Pasé el día siguiente en el hotel, había reservado un pasaje para salir a la noche. Cumpliendo con el empírico vaticinio de Juan, el mar se había “tragado” la tormenta y el calor abrasador había reproducido por un día más el incendio. Como el primer día, observaba a la gente desde el limitado campo visual de mi habitación, arrastrándose lentamente por la vereda. Al volver a observar el dibujo, y recordando la charla con Juan, pensé en el día de la muerte de Gauna. ¿Era mi recuerdo el que lo traía hasta el presente? Es evidente que nos es imposible constatar la exacta reproducción de un día pasado. Viedma había cambiado, no cabían dudas, desde el día en que Gauna murió; muchos se fueron después que él, se habían construido muchos edificios y casas, por lo tanto el escenario era otro; otros hombres, otras casas, otros edificios, otras historias; pero sin embargo había un protagonista de aquel evento que sentí, había conservado intacta su substancialidad, el calor.

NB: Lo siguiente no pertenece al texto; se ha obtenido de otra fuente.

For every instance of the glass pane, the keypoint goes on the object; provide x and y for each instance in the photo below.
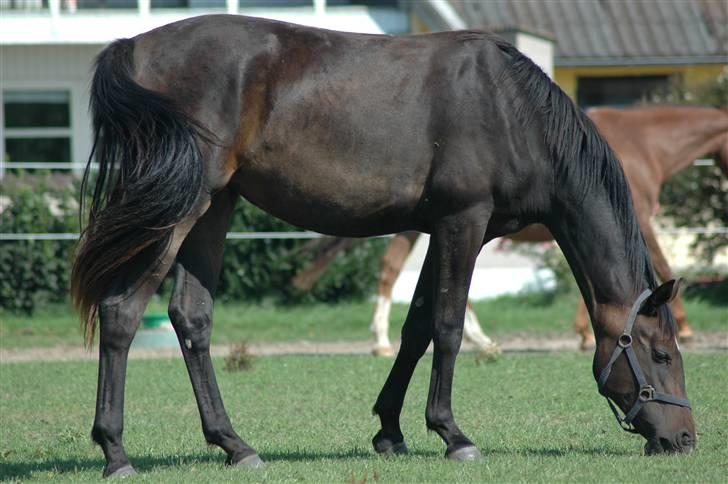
(38, 149)
(23, 4)
(170, 3)
(275, 3)
(37, 109)
(107, 4)
(618, 91)
(188, 4)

Fue el calor por otra parte lo que disparó mi conversación con Juan en el muelle, como colándose sutilmente, se instaló en nuestra charla  y nos fue llevando al dibujo.
        
Desplegué ya en el bus nuevamente la epifanía. La noche no daba indicios de cambios climáticos; cambiaba el escenario, pero en mi memoria y en mis manos, un personaje permanecía inamovible, el calor, ese calor, ese único calor que en Viedma, a veces vuelve. Es sólo cuestión de Tiempo.